In the wild west of the World Wide Web, if you compose a hilarious joke, provide a simple solution to a complex problem or break a major new story, it is almost certain that your work will be copied. Although intellectual property laws exist, they are inconsistently enforced because of the sheer number of sites where reposting occurs - a number that increases with each passing second. If you are lucky, and your re-poster is honest, you may discover how far your ideas have spread through a pingback, an automatically generated comment on your original blog post with a link to its reprint.
In the nineteenth century, reprinting—especially unauthorised reprinting—was the backbone of Atlantic journalism but, unlike modern bloggers, these authors had no effective means of discovering the fate of their quips or queries, except through chance encounters with competing papers or their readers. Although concerns of commercial losses are long past, this lack of attribution continues to plague researchers working with newspapers. Without a precise date of composition or of original publication, and without a specific or even a corporate author, the provenance of these texts remain frustratingly uncertain. One solution to this problem is to track reprinting through text-matching.

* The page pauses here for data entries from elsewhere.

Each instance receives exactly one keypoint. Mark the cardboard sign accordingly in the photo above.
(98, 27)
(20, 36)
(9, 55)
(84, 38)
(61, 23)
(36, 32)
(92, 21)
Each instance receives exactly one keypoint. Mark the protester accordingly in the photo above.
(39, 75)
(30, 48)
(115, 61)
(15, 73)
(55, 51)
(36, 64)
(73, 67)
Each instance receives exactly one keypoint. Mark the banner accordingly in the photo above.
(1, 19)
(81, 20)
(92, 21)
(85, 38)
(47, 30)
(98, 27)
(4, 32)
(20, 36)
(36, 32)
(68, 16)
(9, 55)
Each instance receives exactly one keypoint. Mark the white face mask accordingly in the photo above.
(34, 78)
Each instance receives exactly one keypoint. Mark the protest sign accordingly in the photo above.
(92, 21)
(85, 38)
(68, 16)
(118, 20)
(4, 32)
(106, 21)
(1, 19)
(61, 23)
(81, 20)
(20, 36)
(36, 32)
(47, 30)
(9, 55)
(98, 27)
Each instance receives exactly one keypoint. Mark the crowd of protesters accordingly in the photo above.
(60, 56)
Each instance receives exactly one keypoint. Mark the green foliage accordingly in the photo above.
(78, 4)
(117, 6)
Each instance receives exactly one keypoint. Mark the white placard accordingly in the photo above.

Using plagiarism detection software, we can carefully reconnect different versions appearing in a wide range of publications. Yet, however efficient our text-matching processes become, two major problems remain. First, text-matching requires machine-readable versions of the articles—electronic texts rather than images. While the sheer number of historical newspapers that have been digitised is impressive, the number that have high-quality, searchable text is deceptively limited. Many community sites have uploaded images of their physical or microfilm archives but do not have the resources to create fully searchable transcriptions. Others, created by state or commercial providers, have relied upon optical-character recognition, the accuracy of which is subject to wild variations. Even when OCR texts are excellent, these represent a considerable investment to providers and often remain locked behind subscription fees.

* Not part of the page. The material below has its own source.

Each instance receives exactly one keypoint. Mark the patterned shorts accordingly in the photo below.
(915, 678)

Reprints within the British Library's 19th Century Newspaper Database, 1818-1819, based on analysis with Copyfind
Thanks to the efforts of public institutions—including the British Library, National Library of Wales, National Library of Australia and the Library of Congress—machine-readable transcriptions for a large number of nineteenth-century newspapers are now available to researchers. But within these collections, a second, more sinister problem arises. No matter how diligently archivists have worked to provide a representative or diverse selection, these digital holdings remain only a slice of the sprawling news network that once existed. Even if we find every single digital copy of a text, how can we know for sure that the original is among them? It is here that the humble pingback returns to the fore. Whether prompted by the innate honesty of editors or by their desire to establish the authenticity of their materials, a significant minority of newspapers articles contained an attribution. Whether appearing as an introductory dateline or a concluding tagline, these Georgian pingbacks offer tantalising clues as to the true origins of these anonymised texts. Yet, because only a minority of articles contain these attributions, because they can appear in many different forms or locations within the article text and because OCR is frustratingly inconsistent in transcribing italic and gothic typefaces, searching for datelines algorithmically is exceedingly difficult.

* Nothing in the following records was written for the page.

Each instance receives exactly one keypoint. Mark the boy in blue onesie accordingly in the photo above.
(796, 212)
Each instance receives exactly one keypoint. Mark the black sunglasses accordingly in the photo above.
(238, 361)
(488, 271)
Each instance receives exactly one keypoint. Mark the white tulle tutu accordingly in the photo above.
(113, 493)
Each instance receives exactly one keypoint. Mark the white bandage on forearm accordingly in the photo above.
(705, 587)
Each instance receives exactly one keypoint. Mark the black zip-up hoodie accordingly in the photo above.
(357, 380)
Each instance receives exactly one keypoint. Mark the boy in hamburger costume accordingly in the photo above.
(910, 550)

A Snippet from the Ipswich Journal, 13 January 1821. Courtesy of the British Library.
That is where the crowd come in. Although computers can process data very quickly, the human brain is still more adept at finding patterns when the parameters for those patterns are particularly fuzzy. Because of this, it was easier for astronomers to train volunteers to identify dusty debris disks in nebulae than to train computers to do the same thing. And what is true for nebulae is equally true of these Georgian pingbacks. Using thousands of images from the British Library's 19th-Century Newspapers collection, we have created a new site where you can help spot these attributions and provide researchers with what Georgian authors could only dream of, a in-depth understanding of just who was stealing from whom! The site includes an in-depth tutorial on the structure of nineteenth-century newspapers articles as well as three different ways you can help us tag the database. So, whether you have a smart phone and 5 minutes waiting for your train or want to explore the collection in more depth at your home PC, please visit Georgian Pingabcks and try your hand uncovering a 200-year-old case of plagiarism.
Dr M. H. Beals is a historian of migration and media a Loughborough University. She would like to thank the following undergraduate students at Loughborough University's Department of Politics, History and International Relations for their work on this project. Will Dickinson, Alice Gilbert, Ollie Luhrs, Alex Mackinder, Pooja Makwana, Matthew McCulloch, Jonny Ord, Emily Stanyard and Rebecca Thompson.